Dr Alexander Valavanis, from the School of Electronic and Electrical Engineering, will overcome the previous limitations of terahertz gas sensors, by using Quantum-Cascade Laser technology developed at Leeds — compact yet ultra-powerful sources of terahertz waves. He will integrate these with satellite-ready systems, and high-precision sensing techniques for the first time, enabling the first studies of key chemical reactions involved in climate change.
These advancements should also allow ultra-precise monitoring of chemical processes in industry or in research laboratories, such as ensuring that vehicles meet strict new emission targets or developing breath tests for detecting cancer and respiratory disease.
Dr Valavanis said: “Developing terahertz instrumentation will allow for the first lab-studies of key atmospheric reactions and underpin future satellite missions. An Earth-observing terahertz satellite would enable a more detailed study of climate and space-weather effects in the upper atmosphere, informing future climate predictions.
“The same gas-sensing technology has enormous industrial and clinical potential, including testing new clean-diesel vehicles, and advancing our ability to diagnose diseases without invasive surgical tests.”

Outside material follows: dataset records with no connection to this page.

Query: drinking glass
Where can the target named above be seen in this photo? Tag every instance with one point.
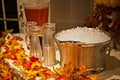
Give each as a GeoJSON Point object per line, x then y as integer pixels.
{"type": "Point", "coordinates": [35, 46]}
{"type": "Point", "coordinates": [37, 10]}
{"type": "Point", "coordinates": [48, 44]}
{"type": "Point", "coordinates": [27, 26]}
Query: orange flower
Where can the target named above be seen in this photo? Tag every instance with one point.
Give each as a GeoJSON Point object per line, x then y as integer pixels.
{"type": "Point", "coordinates": [6, 74]}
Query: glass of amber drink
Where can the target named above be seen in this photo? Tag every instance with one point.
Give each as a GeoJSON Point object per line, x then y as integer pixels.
{"type": "Point", "coordinates": [37, 10]}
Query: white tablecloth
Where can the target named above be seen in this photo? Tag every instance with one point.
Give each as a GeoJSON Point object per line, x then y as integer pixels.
{"type": "Point", "coordinates": [112, 63]}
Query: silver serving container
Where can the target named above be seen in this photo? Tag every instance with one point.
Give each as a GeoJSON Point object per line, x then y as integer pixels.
{"type": "Point", "coordinates": [77, 53]}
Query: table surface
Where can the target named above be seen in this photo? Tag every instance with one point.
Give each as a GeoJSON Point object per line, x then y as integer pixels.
{"type": "Point", "coordinates": [112, 63]}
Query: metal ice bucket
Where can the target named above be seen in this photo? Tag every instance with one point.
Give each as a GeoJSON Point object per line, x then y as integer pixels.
{"type": "Point", "coordinates": [77, 53]}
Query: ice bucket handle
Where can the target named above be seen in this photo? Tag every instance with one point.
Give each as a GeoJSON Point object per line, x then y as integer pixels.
{"type": "Point", "coordinates": [106, 50]}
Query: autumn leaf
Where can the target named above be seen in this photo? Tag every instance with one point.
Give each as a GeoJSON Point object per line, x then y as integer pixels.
{"type": "Point", "coordinates": [34, 59]}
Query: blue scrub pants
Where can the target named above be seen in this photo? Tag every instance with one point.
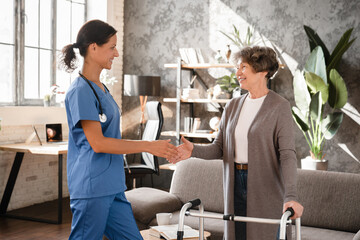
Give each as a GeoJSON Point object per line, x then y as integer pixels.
{"type": "Point", "coordinates": [111, 216]}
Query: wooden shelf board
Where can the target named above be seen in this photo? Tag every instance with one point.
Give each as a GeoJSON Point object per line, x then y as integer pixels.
{"type": "Point", "coordinates": [190, 135]}
{"type": "Point", "coordinates": [199, 65]}
{"type": "Point", "coordinates": [199, 100]}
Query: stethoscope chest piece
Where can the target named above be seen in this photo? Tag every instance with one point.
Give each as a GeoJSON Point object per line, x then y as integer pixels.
{"type": "Point", "coordinates": [102, 117]}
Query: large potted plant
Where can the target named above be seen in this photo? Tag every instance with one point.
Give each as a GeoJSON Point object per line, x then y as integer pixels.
{"type": "Point", "coordinates": [320, 92]}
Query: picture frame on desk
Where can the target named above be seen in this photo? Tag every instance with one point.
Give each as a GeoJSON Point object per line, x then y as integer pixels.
{"type": "Point", "coordinates": [32, 135]}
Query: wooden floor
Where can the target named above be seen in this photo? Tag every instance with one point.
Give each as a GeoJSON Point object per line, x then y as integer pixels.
{"type": "Point", "coordinates": [11, 229]}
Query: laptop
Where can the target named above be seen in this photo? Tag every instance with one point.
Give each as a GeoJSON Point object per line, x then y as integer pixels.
{"type": "Point", "coordinates": [54, 133]}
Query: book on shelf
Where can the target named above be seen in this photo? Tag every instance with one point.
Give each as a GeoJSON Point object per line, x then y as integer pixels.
{"type": "Point", "coordinates": [169, 232]}
{"type": "Point", "coordinates": [191, 55]}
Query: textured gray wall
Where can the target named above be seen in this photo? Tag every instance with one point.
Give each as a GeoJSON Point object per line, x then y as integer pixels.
{"type": "Point", "coordinates": [155, 30]}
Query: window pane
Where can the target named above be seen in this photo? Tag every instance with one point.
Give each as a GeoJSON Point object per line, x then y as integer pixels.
{"type": "Point", "coordinates": [7, 21]}
{"type": "Point", "coordinates": [31, 73]}
{"type": "Point", "coordinates": [63, 24]}
{"type": "Point", "coordinates": [45, 24]}
{"type": "Point", "coordinates": [77, 19]}
{"type": "Point", "coordinates": [45, 73]}
{"type": "Point", "coordinates": [31, 23]}
{"type": "Point", "coordinates": [6, 73]}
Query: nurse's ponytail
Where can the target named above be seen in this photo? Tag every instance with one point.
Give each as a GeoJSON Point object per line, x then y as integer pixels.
{"type": "Point", "coordinates": [94, 31]}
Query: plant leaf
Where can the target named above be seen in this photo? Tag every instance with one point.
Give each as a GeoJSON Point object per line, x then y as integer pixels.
{"type": "Point", "coordinates": [316, 84]}
{"type": "Point", "coordinates": [314, 40]}
{"type": "Point", "coordinates": [344, 40]}
{"type": "Point", "coordinates": [301, 93]}
{"type": "Point", "coordinates": [316, 63]}
{"type": "Point", "coordinates": [315, 107]}
{"type": "Point", "coordinates": [338, 94]}
{"type": "Point", "coordinates": [331, 124]}
{"type": "Point", "coordinates": [336, 57]}
{"type": "Point", "coordinates": [299, 119]}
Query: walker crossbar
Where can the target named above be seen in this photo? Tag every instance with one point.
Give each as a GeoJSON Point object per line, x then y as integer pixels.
{"type": "Point", "coordinates": [285, 219]}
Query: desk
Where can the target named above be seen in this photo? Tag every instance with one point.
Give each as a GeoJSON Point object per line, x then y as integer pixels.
{"type": "Point", "coordinates": [145, 234]}
{"type": "Point", "coordinates": [33, 148]}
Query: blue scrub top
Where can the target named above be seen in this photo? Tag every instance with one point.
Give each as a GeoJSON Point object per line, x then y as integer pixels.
{"type": "Point", "coordinates": [91, 174]}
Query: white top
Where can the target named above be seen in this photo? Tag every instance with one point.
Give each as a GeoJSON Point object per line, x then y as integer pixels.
{"type": "Point", "coordinates": [247, 114]}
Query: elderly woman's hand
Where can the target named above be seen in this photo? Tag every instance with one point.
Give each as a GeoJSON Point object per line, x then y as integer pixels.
{"type": "Point", "coordinates": [184, 151]}
{"type": "Point", "coordinates": [298, 208]}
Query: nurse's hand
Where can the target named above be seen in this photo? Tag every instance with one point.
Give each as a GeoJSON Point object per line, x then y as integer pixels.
{"type": "Point", "coordinates": [184, 151]}
{"type": "Point", "coordinates": [163, 148]}
{"type": "Point", "coordinates": [298, 208]}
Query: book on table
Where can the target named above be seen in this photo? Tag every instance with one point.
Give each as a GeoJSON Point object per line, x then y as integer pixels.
{"type": "Point", "coordinates": [169, 232]}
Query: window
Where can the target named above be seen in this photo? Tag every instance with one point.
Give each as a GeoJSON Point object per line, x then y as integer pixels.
{"type": "Point", "coordinates": [32, 34]}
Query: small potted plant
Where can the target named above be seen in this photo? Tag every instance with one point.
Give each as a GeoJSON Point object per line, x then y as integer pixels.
{"type": "Point", "coordinates": [228, 84]}
{"type": "Point", "coordinates": [320, 93]}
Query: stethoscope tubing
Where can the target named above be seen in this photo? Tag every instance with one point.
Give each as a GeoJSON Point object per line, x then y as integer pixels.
{"type": "Point", "coordinates": [102, 115]}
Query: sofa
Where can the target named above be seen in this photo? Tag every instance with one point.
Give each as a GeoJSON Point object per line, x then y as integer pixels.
{"type": "Point", "coordinates": [331, 200]}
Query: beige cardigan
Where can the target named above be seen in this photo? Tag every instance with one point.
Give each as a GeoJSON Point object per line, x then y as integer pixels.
{"type": "Point", "coordinates": [272, 163]}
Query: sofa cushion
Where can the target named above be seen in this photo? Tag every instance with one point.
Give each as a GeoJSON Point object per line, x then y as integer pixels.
{"type": "Point", "coordinates": [203, 179]}
{"type": "Point", "coordinates": [214, 226]}
{"type": "Point", "coordinates": [310, 233]}
{"type": "Point", "coordinates": [330, 199]}
{"type": "Point", "coordinates": [146, 202]}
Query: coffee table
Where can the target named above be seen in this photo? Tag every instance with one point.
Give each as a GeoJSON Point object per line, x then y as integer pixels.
{"type": "Point", "coordinates": [145, 234]}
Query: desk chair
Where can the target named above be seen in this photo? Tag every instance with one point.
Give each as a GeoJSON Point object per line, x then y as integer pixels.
{"type": "Point", "coordinates": [149, 163]}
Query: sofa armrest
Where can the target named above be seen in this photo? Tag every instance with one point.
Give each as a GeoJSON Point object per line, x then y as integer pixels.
{"type": "Point", "coordinates": [147, 202]}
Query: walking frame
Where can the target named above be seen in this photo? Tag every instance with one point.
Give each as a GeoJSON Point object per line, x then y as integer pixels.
{"type": "Point", "coordinates": [185, 211]}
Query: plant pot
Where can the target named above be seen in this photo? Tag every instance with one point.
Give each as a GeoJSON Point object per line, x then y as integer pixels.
{"type": "Point", "coordinates": [46, 103]}
{"type": "Point", "coordinates": [312, 164]}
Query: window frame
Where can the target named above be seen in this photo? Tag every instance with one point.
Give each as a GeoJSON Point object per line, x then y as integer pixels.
{"type": "Point", "coordinates": [18, 91]}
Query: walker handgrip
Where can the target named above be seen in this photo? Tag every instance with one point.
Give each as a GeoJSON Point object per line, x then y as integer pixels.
{"type": "Point", "coordinates": [290, 209]}
{"type": "Point", "coordinates": [195, 202]}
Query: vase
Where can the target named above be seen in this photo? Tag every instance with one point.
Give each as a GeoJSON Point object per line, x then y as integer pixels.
{"type": "Point", "coordinates": [313, 164]}
{"type": "Point", "coordinates": [46, 103]}
{"type": "Point", "coordinates": [228, 54]}
{"type": "Point", "coordinates": [218, 57]}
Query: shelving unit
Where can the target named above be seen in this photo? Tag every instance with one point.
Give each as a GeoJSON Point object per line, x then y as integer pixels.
{"type": "Point", "coordinates": [179, 66]}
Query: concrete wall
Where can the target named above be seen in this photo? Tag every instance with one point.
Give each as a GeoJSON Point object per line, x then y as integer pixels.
{"type": "Point", "coordinates": [155, 30]}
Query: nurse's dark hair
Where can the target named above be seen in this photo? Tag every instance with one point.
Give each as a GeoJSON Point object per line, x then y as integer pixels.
{"type": "Point", "coordinates": [261, 59]}
{"type": "Point", "coordinates": [94, 31]}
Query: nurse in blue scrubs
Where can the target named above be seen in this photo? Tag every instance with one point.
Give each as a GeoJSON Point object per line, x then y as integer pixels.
{"type": "Point", "coordinates": [95, 162]}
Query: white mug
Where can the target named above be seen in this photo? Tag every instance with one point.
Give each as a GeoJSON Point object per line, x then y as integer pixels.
{"type": "Point", "coordinates": [163, 218]}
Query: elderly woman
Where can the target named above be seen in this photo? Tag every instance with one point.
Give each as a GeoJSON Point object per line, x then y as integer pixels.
{"type": "Point", "coordinates": [256, 143]}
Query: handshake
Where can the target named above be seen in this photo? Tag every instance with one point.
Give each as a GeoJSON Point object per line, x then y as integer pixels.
{"type": "Point", "coordinates": [163, 148]}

UK Research and Innovation Chief Executive Professor Sir Mark Walport said: “The Future Leaders Fellowships offer long-term support for the most talented researchers and innovators. Fellows will be encouraged to be adventurous in tackling tough and important research questions and opportunities for innovation.
“The Fellowships offer opportunities to move across disciplinary boundaries and between academia and industry. These Fellowships will enable us to grow the strong supply of talented individuals needed to ensure that UK research and innovation continues to be world leading.”
UKRI’s flagship £900 million fund will provide enhanced flexibility ensuring the UK can attract and support the very best talent.
The fellows’ ground-breaking work also forms a key part of maintaining the UK’s status at the forefront of cutting-edge research and innovation long into the future. The UK is already a research superpower, producing six per cent of the world’s total research publications and 15 per cent of the world’s most highly-cited articles.
Addressing global challenges
The University of Leeds is a leader in addressing global challenges and has been ranked in the top three UK universities for global funding success.
Leeds has received more than £45 million from the Global Challenges Research Fund (GCRF) over the last five years and supports more than 70 GCRF research projects across 30 different countries.
These projects range from research to improve the quality of life for people in developing countries, to building communities, developing skills and combating disease.